E’ stato un disastroso calcolo errato per la Siria e la Turchia. Anche con tutti i sogni neo-ottomani del Presidente Erdogan di fare di nuovo della Turchia una grande potenza in Medio Oriente, ha ottenuto il contrario. Il modo in cui reagisce a questo fallimento dovrebbe diventare chiaro nei prossimi mesi dato che la Russia e gli Stati Uniti cercano, in modo diversi, e in appoggio a una lista piuttosto diversa di alleati, di chiudere il confine tra la Siria settentrionale e la Turchia.
Il Presidente Erdogan, dovrà o accettare l’esclusione della Turchia dalla Siria del Nord oppure aumentare il coinvolgimento militare turco che possibilmente comprenderà un’invasione. Commentatori critici in Turchia dicono che l’anno scorso Erdogan voleva invadere, ma che era stato trattenuto dai generali più esperti dell’esercito turco. L’impegno militare su vasta scala da parte della Turchia oggi sarebbe più difficile, fin dall’intervento militare russo e dall’abbattimento di un bombardiere russo a opera di un F-16 turco in 24 novembre. Una mossa turca nella Siria del Nord compiuta adesso si troverebbe davanti alla disapprovazione americana e all’opposizione da parte di aerei russi e di missili antiaerei.

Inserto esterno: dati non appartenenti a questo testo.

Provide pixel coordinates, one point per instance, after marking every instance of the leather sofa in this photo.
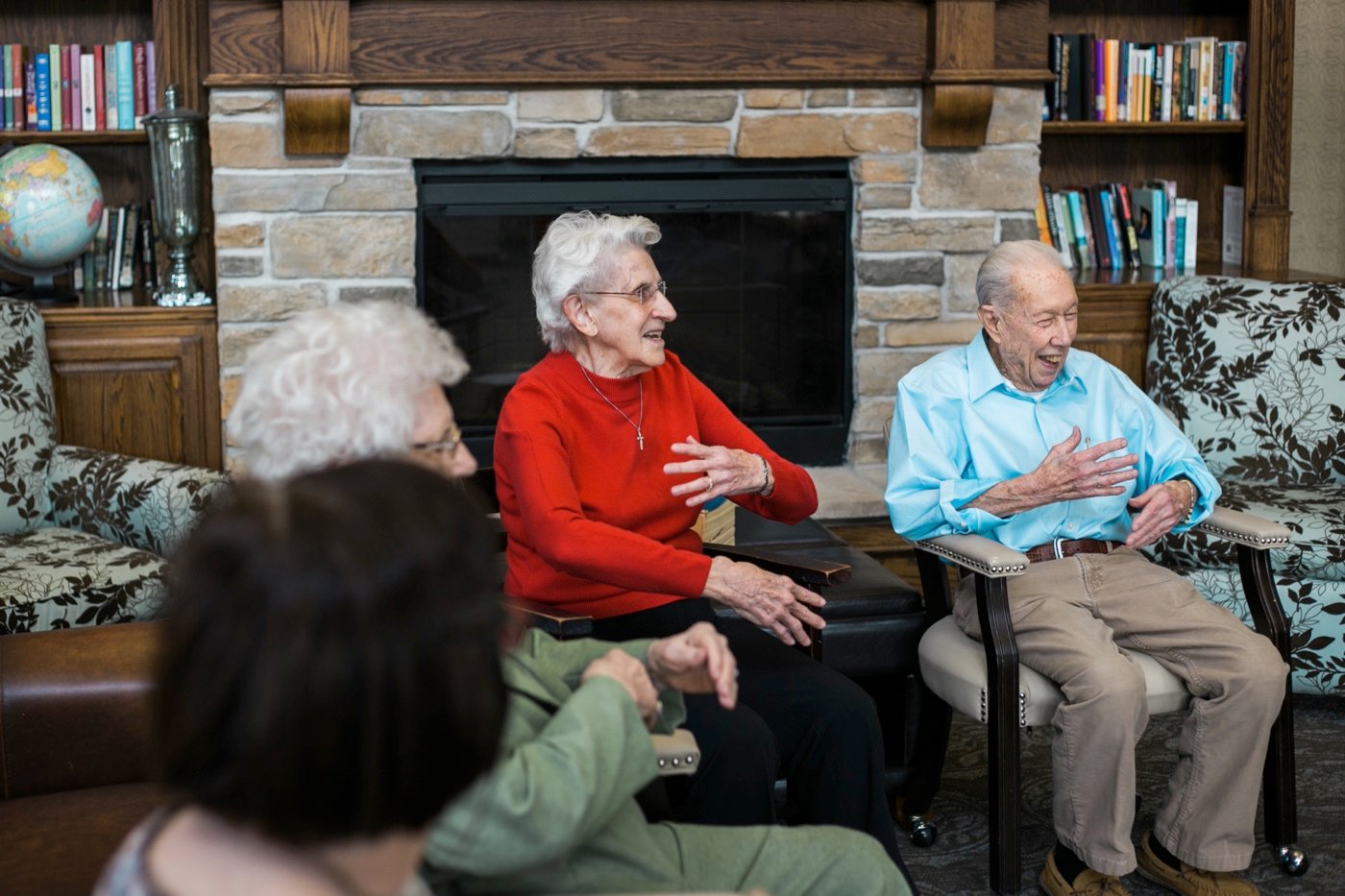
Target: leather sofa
(74, 748)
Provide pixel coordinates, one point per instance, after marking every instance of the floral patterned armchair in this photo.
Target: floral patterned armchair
(1254, 372)
(83, 532)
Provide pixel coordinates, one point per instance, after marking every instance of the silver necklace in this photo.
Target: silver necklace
(639, 432)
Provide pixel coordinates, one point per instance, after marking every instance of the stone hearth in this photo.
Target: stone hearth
(295, 233)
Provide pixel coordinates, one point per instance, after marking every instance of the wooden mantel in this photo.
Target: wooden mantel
(319, 50)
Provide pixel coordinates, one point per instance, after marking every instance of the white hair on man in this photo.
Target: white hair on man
(997, 276)
(338, 383)
(574, 255)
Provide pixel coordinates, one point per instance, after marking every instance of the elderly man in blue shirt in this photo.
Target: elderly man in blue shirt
(1058, 453)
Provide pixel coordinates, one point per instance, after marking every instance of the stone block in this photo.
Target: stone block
(235, 341)
(241, 235)
(1015, 228)
(400, 294)
(430, 133)
(417, 97)
(995, 178)
(885, 195)
(560, 105)
(818, 134)
(932, 332)
(910, 303)
(269, 303)
(829, 97)
(547, 143)
(885, 168)
(907, 233)
(234, 103)
(339, 245)
(772, 98)
(654, 140)
(228, 265)
(256, 144)
(898, 97)
(1015, 116)
(961, 280)
(877, 372)
(900, 271)
(674, 105)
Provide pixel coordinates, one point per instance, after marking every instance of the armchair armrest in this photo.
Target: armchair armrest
(977, 553)
(1244, 529)
(134, 500)
(806, 570)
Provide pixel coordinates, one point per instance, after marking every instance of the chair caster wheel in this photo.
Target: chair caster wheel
(923, 832)
(1293, 860)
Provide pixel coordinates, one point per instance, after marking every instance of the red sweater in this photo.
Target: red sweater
(591, 523)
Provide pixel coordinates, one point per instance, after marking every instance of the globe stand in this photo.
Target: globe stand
(43, 289)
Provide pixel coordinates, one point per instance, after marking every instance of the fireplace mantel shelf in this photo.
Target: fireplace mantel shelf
(318, 53)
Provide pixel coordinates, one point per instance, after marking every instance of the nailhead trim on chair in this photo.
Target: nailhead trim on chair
(1008, 569)
(1260, 543)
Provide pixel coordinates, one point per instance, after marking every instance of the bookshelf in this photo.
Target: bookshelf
(1200, 157)
(121, 157)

La guerra in Siria e in Iraq è lungi dall’essere conclusa ma, dato che emergono vincitori e perdenti, le possibilità di cessate il fuoco locali e, fondamentalmente, di un certo tipo di pace, diventeranno più fattibili. Il governo di Assad e l’opposizione forse non sono in grado di accordarsi a Ginevra, ma le potenze esterne che li appoggiano stanno diventando sempre più ansiose di portare a conclusione il conflitto.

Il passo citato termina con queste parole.